2007 Lapa. In 2007, Blue Man prepared a memorable fashion show in Arcos da Lapa, in downtown Rio de Janeiro. In partnership with Bia Lessa the brand puts on stage 700 black extras that serve as a living frame for the Pau Brazil print collection. Old postcards of Rio de Janeiro in watercolored versions lend poetry and memory to the pieces. The yellow of the Amazon streams at dawn and the lilac of the west show a color chart in the tones of Brazilian landscapes. The gourd of tacacá and white lace enter the scene celebrating in great style the tribute of Blue Man to all the Brazilians, sons of Pau Brasil and heirs of samba. Lapa, a stronghold of bohemia and lung of samba in Rio, is depicted on the catwalk with the print Samba King, by Jota Carlos, while musical notes, tambourines and viola become fun accessories. The campaign of the Pau Brasil collection deserved a very special location: the Tijuca Forest with top photographer Murilo Meirelles photographing the models Evandro Soldati and Fabiana Semprebom. The look book from the high summer collection was photographed by Daniel Klajimic, with a couple of top models Alex Schuts and Fabiane Nunes on Grumari beach.

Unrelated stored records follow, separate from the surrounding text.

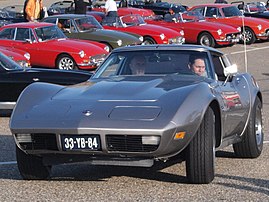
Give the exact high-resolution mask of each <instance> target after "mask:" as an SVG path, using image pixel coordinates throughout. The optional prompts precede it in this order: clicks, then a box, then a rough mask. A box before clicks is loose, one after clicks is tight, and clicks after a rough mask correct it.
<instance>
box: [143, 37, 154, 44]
mask: <svg viewBox="0 0 269 202" xmlns="http://www.w3.org/2000/svg"><path fill="white" fill-rule="evenodd" d="M143 44H144V45H148V44H156V42H155V40H154V39H153V38H151V37H147V36H146V37H145V38H144V42H143Z"/></svg>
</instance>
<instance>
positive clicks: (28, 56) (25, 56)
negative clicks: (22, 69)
mask: <svg viewBox="0 0 269 202" xmlns="http://www.w3.org/2000/svg"><path fill="white" fill-rule="evenodd" d="M23 56H24V57H25V58H26V59H27V60H30V58H31V55H30V53H25V54H24V55H23Z"/></svg>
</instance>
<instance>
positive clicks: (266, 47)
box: [231, 46, 269, 55]
mask: <svg viewBox="0 0 269 202" xmlns="http://www.w3.org/2000/svg"><path fill="white" fill-rule="evenodd" d="M263 49H269V47H268V46H265V47H261V48H253V49H251V50H246V51H247V52H251V51H256V50H263ZM244 52H245V51H244V50H243V51H237V52H231V55H234V54H240V53H244Z"/></svg>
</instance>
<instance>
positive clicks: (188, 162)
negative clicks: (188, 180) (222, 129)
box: [186, 108, 215, 184]
mask: <svg viewBox="0 0 269 202" xmlns="http://www.w3.org/2000/svg"><path fill="white" fill-rule="evenodd" d="M186 152H187V153H186V173H187V178H188V180H189V182H190V183H196V184H207V183H210V182H211V181H212V180H213V179H214V177H215V116H214V112H213V110H212V109H211V108H208V109H207V111H206V113H205V116H204V119H203V121H202V123H201V125H200V127H199V129H198V131H197V133H196V134H195V136H194V138H193V140H192V141H191V142H190V144H189V146H188V147H187V150H186Z"/></svg>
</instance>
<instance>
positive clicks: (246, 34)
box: [244, 30, 253, 42]
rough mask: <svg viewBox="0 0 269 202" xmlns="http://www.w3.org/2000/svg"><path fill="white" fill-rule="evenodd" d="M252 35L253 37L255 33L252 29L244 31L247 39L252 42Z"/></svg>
mask: <svg viewBox="0 0 269 202" xmlns="http://www.w3.org/2000/svg"><path fill="white" fill-rule="evenodd" d="M252 37H253V34H252V33H251V31H249V30H246V31H245V33H244V38H245V41H246V42H250V41H251V39H252Z"/></svg>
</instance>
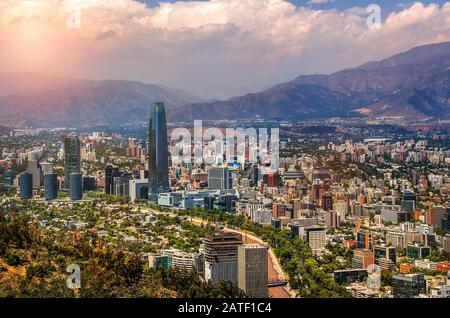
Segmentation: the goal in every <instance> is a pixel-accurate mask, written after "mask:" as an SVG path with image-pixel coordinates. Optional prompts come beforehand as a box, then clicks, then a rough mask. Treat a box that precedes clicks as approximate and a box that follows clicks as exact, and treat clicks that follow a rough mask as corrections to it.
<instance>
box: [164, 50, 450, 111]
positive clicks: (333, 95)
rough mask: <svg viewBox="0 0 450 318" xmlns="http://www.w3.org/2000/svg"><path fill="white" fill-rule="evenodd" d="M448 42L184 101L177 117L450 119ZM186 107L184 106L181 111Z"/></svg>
mask: <svg viewBox="0 0 450 318" xmlns="http://www.w3.org/2000/svg"><path fill="white" fill-rule="evenodd" d="M449 84H450V42H445V43H439V44H433V45H426V46H420V47H416V48H413V49H411V50H409V51H407V52H404V53H401V54H398V55H395V56H392V57H390V58H387V59H385V60H382V61H379V62H370V63H367V64H364V65H361V66H359V67H356V68H353V69H347V70H343V71H340V72H337V73H333V74H331V75H307V76H299V77H297V78H296V79H294V80H292V81H289V82H286V83H283V84H279V85H276V86H274V87H272V88H270V89H268V90H265V91H263V92H260V93H256V94H247V95H244V96H239V97H234V98H231V99H229V100H226V101H219V102H214V103H195V104H190V105H186V106H185V107H183V108H184V110H183V112H179V113H175V114H174V116H173V118H172V119H173V120H182V119H183V118H186V116H185V114H189V115H190V117H191V118H189V119H204V120H206V119H237V118H241V119H253V118H263V119H274V120H281V119H290V120H301V119H308V118H326V117H335V116H336V117H345V116H349V115H358V116H369V117H403V118H404V119H405V120H426V119H430V118H450V117H449V116H450V85H449ZM179 110H182V109H179Z"/></svg>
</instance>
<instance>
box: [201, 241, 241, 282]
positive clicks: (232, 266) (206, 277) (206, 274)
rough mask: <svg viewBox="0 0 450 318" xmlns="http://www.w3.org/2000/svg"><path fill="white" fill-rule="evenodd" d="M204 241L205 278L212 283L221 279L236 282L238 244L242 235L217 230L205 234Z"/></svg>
mask: <svg viewBox="0 0 450 318" xmlns="http://www.w3.org/2000/svg"><path fill="white" fill-rule="evenodd" d="M204 243H205V249H204V253H205V279H206V281H209V280H210V281H211V282H212V283H213V284H215V283H218V282H219V281H221V280H224V281H231V282H233V283H237V271H238V246H239V245H241V244H242V235H241V234H237V233H230V232H219V233H213V234H210V235H207V236H206V237H205V239H204Z"/></svg>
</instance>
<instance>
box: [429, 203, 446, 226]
mask: <svg viewBox="0 0 450 318" xmlns="http://www.w3.org/2000/svg"><path fill="white" fill-rule="evenodd" d="M446 215H447V209H446V208H445V207H442V206H433V207H430V208H429V210H428V212H427V214H426V222H427V224H429V225H433V226H434V227H437V228H440V229H441V228H442V220H444V219H445V217H446Z"/></svg>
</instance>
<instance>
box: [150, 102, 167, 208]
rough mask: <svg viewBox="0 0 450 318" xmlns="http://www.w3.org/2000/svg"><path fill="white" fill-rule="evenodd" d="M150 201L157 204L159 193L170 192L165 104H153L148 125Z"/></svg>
mask: <svg viewBox="0 0 450 318" xmlns="http://www.w3.org/2000/svg"><path fill="white" fill-rule="evenodd" d="M148 140H149V146H148V148H149V149H148V170H149V173H148V199H149V200H150V201H153V202H156V201H157V200H158V193H163V192H168V191H170V185H169V154H168V146H167V126H166V112H165V110H164V103H160V102H158V103H153V104H152V105H151V107H150V120H149V124H148Z"/></svg>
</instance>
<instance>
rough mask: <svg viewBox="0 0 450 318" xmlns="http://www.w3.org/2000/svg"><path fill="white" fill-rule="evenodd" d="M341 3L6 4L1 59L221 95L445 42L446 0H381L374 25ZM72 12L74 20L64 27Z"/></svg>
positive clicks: (47, 1) (17, 63)
mask: <svg viewBox="0 0 450 318" xmlns="http://www.w3.org/2000/svg"><path fill="white" fill-rule="evenodd" d="M340 3H341V1H335V2H334V3H333V2H329V3H327V4H324V5H319V4H317V5H308V4H307V3H306V1H305V2H295V3H294V4H293V3H291V2H287V1H283V0H262V1H261V0H252V1H249V0H247V1H240V0H232V1H229V0H215V1H196V2H191V1H179V2H176V3H168V2H162V3H161V4H160V5H159V6H155V5H154V3H153V4H152V6H151V7H147V6H146V5H145V4H143V3H140V2H137V1H128V0H113V1H108V2H98V1H94V0H92V1H69V0H67V1H62V2H60V1H56V0H50V1H39V0H38V1H32V2H30V1H28V2H27V1H9V2H7V3H6V4H5V6H3V7H2V9H1V12H0V15H1V16H2V17H3V18H4V21H5V22H4V27H3V28H2V29H1V30H0V39H2V41H3V43H4V44H5V46H4V49H3V50H2V52H1V53H0V54H1V55H0V57H1V59H0V61H2V62H1V65H0V66H1V68H2V72H4V73H17V72H34V73H40V74H43V75H52V76H63V77H75V78H91V79H126V80H138V81H142V82H146V83H155V84H163V85H169V86H172V87H176V88H180V89H184V90H186V91H189V92H191V93H193V94H197V95H199V96H201V97H204V98H227V97H231V96H234V95H241V94H245V93H249V92H255V91H259V90H262V89H265V88H267V87H270V86H272V85H274V84H276V83H280V82H283V81H287V80H291V79H293V78H295V77H297V76H299V75H301V74H316V73H325V74H329V73H332V72H334V71H337V70H340V69H343V68H349V67H355V66H357V65H360V64H363V63H365V62H367V61H372V60H380V59H382V58H386V57H388V56H390V55H393V54H396V53H399V52H402V51H405V50H408V49H410V48H412V47H414V46H419V45H425V44H431V43H437V42H443V41H448V40H450V32H449V28H450V22H449V20H448V12H449V10H450V3H448V2H443V1H434V2H431V1H423V2H415V3H409V4H404V3H403V2H401V1H392V3H393V4H392V5H387V3H386V1H380V2H379V5H380V8H381V9H382V13H383V14H384V16H383V19H382V25H381V27H380V28H375V29H371V28H369V27H368V26H367V19H368V16H369V15H370V14H369V13H367V12H366V7H367V4H366V3H365V2H364V3H361V5H360V6H357V5H356V3H355V2H350V3H349V5H341V4H340ZM322 6H323V7H322ZM394 9H395V10H394ZM77 10H78V11H77ZM383 10H384V11H383ZM101 12H108V15H107V16H108V19H107V20H105V19H106V18H105V17H106V16H104V15H102V14H101ZM78 13H79V14H80V27H79V28H78V27H76V28H70V27H68V26H67V25H66V24H67V20H68V19H69V18H70V17H71V18H73V19H75V22H76V20H77V15H78ZM37 17H39V18H37ZM128 17H132V18H131V19H129V18H128ZM69 21H71V20H70V19H69ZM72 23H74V22H72ZM69 24H70V23H69ZM346 30H351V32H347V31H346ZM317 39H321V40H320V41H318V40H317ZM144 43H145V44H144ZM29 52H33V54H28V53H29ZM80 52H83V54H80ZM61 70H64V71H61ZM150 70H151V71H150ZM192 74H195V75H196V76H195V77H193V76H192Z"/></svg>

Over the years, there have been unusual collections and fashion shows, always signing the exuberance, diversity and cultural and inspirational hi-lo of Rio, as well as bold and irreverent campaigns, taken by the best international photographers. In 2009 David passed away. Clouds appeared and showed us that rain is only bad for those who do not enjoy it. Sharon Azulay, the only daughter of David, and Michel Tauil, David's son-in-law, took over the company management, conducting in an irreverent, relaxed and fun way everything that Blueman represents.
Source: blueman.com.br Blue Man's official website, written by DAVID AZULAY
In the football game of Brazil against Cameroon on June 23rd 2014, the Brazilian player Neymar Jr. showed Blueman sunga two times during the match. The photos were successful on Facebook, Twitter and Instagram on the brand's pages.
In September 2020 the international website of Blueman brand was created - and here you are!